H.J. Cummins, Star Tribune
It’s hard to cover a 100,000-year in advance, slow-going story in daily bites. It still surprises me how every time I write an energy story, I get a whole lot of people saying, “It’s a lie, it’s not true.” So there is a huge chunk of people still out there. … I [also] get a lot of really good e-mails from people, smart e-mails and thoughtful e-mails.
Mark Neuzil, MinnPost.com
The beauty of an online publication like MinnPost is there is instantaneous feedback that can tell you exactly how many people have read your stories within that day. … They can tell you down to the last man Jack who has read it and how long they spent on that page—and did they really read it or were they just blipping on their way through to the latest story about the Twins. ... Because they can do those precise measurements of online stories and what people are interested in, we’re able to tailor the coverage. 

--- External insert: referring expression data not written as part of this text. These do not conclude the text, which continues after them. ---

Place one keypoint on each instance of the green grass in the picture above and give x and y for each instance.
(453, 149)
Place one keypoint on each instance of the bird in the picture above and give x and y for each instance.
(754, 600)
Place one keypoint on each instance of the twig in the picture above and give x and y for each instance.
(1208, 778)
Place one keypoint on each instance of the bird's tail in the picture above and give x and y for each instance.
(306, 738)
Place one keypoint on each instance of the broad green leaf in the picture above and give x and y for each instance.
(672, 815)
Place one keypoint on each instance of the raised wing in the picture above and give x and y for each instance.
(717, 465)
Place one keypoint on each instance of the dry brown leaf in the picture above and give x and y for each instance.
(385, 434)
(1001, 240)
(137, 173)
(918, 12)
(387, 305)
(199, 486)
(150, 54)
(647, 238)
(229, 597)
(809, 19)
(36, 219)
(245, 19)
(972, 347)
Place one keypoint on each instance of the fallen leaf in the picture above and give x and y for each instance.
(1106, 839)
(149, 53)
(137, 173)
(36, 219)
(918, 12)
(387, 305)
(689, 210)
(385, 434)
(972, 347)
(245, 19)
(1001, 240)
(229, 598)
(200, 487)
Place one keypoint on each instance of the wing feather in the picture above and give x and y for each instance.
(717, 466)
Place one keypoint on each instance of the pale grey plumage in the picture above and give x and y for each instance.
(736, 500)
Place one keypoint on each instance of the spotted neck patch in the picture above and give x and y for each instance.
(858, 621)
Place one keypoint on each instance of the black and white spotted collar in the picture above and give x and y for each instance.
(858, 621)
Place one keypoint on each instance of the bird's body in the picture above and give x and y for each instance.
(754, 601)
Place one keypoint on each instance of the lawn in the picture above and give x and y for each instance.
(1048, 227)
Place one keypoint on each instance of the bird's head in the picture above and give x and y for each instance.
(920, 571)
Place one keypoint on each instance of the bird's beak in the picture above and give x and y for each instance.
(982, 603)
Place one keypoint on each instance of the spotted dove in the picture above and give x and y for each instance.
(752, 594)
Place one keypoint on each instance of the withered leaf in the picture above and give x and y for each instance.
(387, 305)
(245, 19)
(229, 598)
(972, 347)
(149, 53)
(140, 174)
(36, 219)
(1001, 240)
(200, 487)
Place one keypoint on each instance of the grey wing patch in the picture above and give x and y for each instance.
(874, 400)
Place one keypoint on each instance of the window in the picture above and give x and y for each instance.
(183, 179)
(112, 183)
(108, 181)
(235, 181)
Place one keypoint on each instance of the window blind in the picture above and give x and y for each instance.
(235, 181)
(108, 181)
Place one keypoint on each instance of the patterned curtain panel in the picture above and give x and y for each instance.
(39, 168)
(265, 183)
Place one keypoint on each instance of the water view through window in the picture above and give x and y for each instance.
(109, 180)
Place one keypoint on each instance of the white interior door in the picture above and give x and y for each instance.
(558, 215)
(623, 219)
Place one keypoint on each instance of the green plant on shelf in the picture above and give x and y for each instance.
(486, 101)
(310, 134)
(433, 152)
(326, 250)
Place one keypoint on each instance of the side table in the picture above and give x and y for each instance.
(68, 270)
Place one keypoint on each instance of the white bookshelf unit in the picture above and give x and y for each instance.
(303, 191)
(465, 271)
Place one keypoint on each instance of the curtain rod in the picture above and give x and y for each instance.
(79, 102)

Stephanie Hemphill, MN Public Radio
I’ll occasionally get an e-mail pointing out an error in detail in one of my stories. But most of our listeners seem to understand the basics of climate change. I agree with Don that many people seem to see the issue in political terms, but I just don’t understand why. Perhaps Al Gore’s leadership is part of it. I wish it weren’t so.  

Framing Science

Don Shelby, WCCO-TV
The story is not just what you see at the pump and not just people complaining about the high prices, but talking to economists and saying what happens when it reaches $4 a gallon for gasoline. Everything is related in this business of energy and environment. … It’s just a continuing thick, fat story and you have to keep it all in your head. … Instead of talking about how it’s done, talking about the science, you’re talking about people’s lives.
H.J. Cummins, Star Tribune
There is a trick to explaining something complicated, and that is: Picture your mother and what would you say to her first and second and third. ... That’s a kind of “reporterly” thing to do. I do worry a little bit that, because science advances so gradually, that the energy stories [are] going to become like the last election. You know, two years of interminable news and we’re going to lose people. So I’m not quite sure what to do with that yet.
Mark Neuzil, MinnPost.com
Too often in my experience scientists are so cautious about communicating to the public, in part because they may have been burned by a reporter in the past or misquoted … but also partly because they realize the slow nature of the process they’re involved in. ... I do think that communicating as often as you can with journalists and with the public directly is really only going to be to your advantage rather than to your disadvantage.  In some cases you might have to move outside your comfort level, and perhaps go out on a limb a little bit, but that might be the price to pay.
Stephanie Hemphill, MN Public Radio
Most scientists I’ve talked to are extremely generous about helping me understand their work, and then it’s my job to make it understandable and interesting for listeners. It’s true that most scientists are careful, conservative and non-dramatic. But they’re also passionate, so I can focus on that. In an ideal world, a scientist who is nervous about talking to the media could sit down with a reporter and get acquainted without the pressure of a story. But in my experience we’re all too busy for that. You can always lay out ground rules and directly express your concerns.